Imraan Valodia: You say that extreme inequality is not inevitable – it’s a policy choice – explain what you mean by this? What roles can individuals, communities, and nations play to end it?


Winnie Byanyima: There is a pandemic of inequality – between men and women, between the South and the North; between dominant and marginalised communities, between the elite and the majority – which hold back our enormous potential.


Inequalities are perpetuated by laws, by informal rules (social norms), by national social and economic policies and resource allocation, and by global policies and finance. And key to determining all those outcomes are inequalities of voice and power.


In the face of the colliding crises, it has become clear that we need bold new approaches to how we survive and thrive. Action is needed at all levels – not to build a perfect world but to enable a resilient one.

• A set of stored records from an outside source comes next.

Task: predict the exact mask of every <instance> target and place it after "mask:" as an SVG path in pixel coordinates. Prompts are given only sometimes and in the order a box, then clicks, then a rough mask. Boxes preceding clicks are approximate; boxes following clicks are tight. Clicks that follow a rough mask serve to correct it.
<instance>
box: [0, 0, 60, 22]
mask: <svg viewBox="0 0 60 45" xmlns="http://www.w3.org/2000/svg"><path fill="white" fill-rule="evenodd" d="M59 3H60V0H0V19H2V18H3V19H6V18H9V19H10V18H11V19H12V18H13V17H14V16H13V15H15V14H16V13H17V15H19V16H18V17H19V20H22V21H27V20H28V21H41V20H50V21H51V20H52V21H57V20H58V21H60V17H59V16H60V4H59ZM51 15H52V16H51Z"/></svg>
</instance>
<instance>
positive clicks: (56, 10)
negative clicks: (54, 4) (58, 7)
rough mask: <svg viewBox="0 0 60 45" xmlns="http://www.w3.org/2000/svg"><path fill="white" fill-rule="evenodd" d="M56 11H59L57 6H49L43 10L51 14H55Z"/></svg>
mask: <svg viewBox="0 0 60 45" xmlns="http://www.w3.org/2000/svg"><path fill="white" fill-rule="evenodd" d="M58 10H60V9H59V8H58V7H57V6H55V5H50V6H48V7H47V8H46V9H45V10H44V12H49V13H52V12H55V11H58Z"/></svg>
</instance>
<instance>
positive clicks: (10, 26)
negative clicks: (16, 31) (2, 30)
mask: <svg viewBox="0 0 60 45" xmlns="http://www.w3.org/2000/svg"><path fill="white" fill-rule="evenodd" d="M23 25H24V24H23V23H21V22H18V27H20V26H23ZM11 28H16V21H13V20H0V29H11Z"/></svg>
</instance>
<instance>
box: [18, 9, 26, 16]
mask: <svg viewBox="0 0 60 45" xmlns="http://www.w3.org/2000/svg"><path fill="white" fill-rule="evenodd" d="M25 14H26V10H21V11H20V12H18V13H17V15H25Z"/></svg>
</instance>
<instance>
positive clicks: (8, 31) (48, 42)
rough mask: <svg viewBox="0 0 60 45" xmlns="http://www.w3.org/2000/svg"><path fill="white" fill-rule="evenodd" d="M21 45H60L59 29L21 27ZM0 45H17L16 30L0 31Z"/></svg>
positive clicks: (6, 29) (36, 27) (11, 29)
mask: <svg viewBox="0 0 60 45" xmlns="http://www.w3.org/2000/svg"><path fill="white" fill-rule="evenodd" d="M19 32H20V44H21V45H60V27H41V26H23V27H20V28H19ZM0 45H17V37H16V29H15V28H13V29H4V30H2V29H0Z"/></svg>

The answers are being articulated by activists and organisers, particularly young people from the most marginalised communities. They are showing how to build societies able to overcome any crisis and to unleash the potential of all. They have done so because the people most impacted are those who understand it best.


As a UN leader, I have experienced the power of the pressure of communities, women’s groups and grassroots movements, pushing us; at times that pushing is uncomfortable for us; but my message to you is:


Keep pushing!


Imraan Valodia: What lessons can we learn for the management of future pandemics from the triangle of science, government and communities that was in place in dealing with HIV?


Winnie Byanyima: We have learned a lot about how to fight pandemics. This year marks 40 years that we have been fighting AIDS and our successes and failures have taught us that we cannot successfully conquer a pandemic without working together to end inequalities, promote people-centred approaches, engage communities, and respect human rights.


This is one of the most challenging moments in the history of HIV and global health. We need greater urgency in our response to pandemics, global solidarity behind a data-driven global plans to end AIDS and to end COVID-19, and partnerships to prepare to respond to the next threat.


We need to draw from the collective experience, brilliance and value set of the AIDS response. If we apply the hard-earned lessons of AIDS up front, we will increase our odds of winning.